画像: 仲が良いことで知られる『SUPERGIRL/スーパーガール』のキャストたち。

仲が良いことで知られる『SUPERGIRL/スーパーガール』のキャストたち。

 DV被害者に対してなぜ逃げないのかという声を向ける第3者もいるけれど、DV家庭では、被害者が精神的/身体的/経済的に加害者に支配されているため、被害者は洗脳されているといっても過言ではない。

 メリッサも、DVから脱するために努力していた時期を、こう振り返る。

「(DVや不健康な関係から)去ることは、公園に歩いていくようなものじゃない。それは“イベント”ではない。それは、プロセスなの。私は、自分が長い間守ってきた人の元を去り、その人を傷つけることへの罪悪感もあって、複雑な気持ちだった」

DVは最も通報されない犯罪

「この物語は、わいせつなニュースなどではありません。私の現実です」

画像: DVは最も通報されない犯罪

 メリッサがそう強調するように、家庭内暴力は犯罪。しかし、閉ざされた家庭という場で発生するため事件が発覚しづらく、そのセンシティブな事件内容から通報しない被害者の数は非常に多いと見られている。

 メリッサによると、DVは最も通報されない犯罪の1つであり、アメリカでは4人に1人の女性がDVを経験しているという。

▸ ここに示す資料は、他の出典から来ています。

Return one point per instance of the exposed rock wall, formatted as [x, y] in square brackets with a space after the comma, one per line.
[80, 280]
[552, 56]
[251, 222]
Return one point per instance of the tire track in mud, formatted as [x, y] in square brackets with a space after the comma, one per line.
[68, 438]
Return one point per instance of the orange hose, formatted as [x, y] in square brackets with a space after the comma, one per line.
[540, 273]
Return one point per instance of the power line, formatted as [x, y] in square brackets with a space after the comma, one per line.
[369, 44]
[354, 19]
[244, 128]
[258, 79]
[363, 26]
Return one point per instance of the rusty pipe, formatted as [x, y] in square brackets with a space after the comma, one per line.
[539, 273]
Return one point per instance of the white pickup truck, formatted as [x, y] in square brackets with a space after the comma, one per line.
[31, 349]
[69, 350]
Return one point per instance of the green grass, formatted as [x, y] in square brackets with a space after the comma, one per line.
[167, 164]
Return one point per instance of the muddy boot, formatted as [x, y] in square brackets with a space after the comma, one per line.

 また日本では、内閣府の調査で、7人に1人が結婚相手からの暴力を経験していると明らかになっている。さらに、被害を受けた女性のうち約7人に1人が、その暴力によって「命の危険を感じたことがある」と回答。また、交際相手からのデートDVを経験したことのある人は、5人に1人に上る。しかし警察庁の発表によると、2018年に警察に相談されたDV被害は約7万8,000件となっており、過去最高とはいえ、DVを経験したことがある女性と、その通報数には大きな開きがあることが分かる。